Obama's choice of Vilsack, which has been widely praised my prominent farm groups, such as the National Association of Wheat Growers, the National Farmers Union, the National Pork Producers Council and many others, got especially high marks from organizations concerned about ethanol production.

Bob Stallman, president of the American Farm Bureau Federation, said Vilsack, as governor of "one of the nation's top agriculture-producing states ... was an ardent supporter of furthering the use of renewable fuels such as ethanol, biodiesel and wind, as well as an advocate for biotechnology."

Vilsack, in Iowa, chaired the Governors' Ethanol Coalition, a group of 24 governors that sought to boost production.

But the US ethanol industry has been plagued recently by widespread financial problems and falling gasoline prices that have led to bankruptcy in some cases, such as VeraSun, the largest ethanol producer.

Vilsack received a warm reception to Washington by the Senate Agriculture Committee at his confirmation hearing on Jan. 14. Sen. Tom Harkin, D-Iowa, said at the hearing: "I don't think President-elect Obama could have picked a better person."

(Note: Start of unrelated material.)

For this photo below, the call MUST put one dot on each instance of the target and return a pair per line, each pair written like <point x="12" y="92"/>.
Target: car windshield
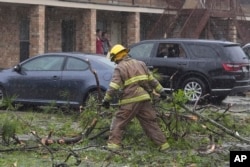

The US produced about 9 billion gallons of ethanol in 2008 and all of it was corn-based.

Biofuels, Vilsack told lawmakers on the Senate Agriculture Committee, are key to the farm economy, but he stressed the importance of the government's role in helping the industry evolve to produce "second generation" ethanol from cellulose feedstocks.

There are challenges, he said, to create infrastructure in the U.S. to better distribute, store and produce cellulose ethanol, made primarily from agricultural waste products like wood chips and corn cobs.

"I think USDA has a very important role to play in making sure that we provide the research, focus and direction to meet whatever the requirements are," Vilsack said.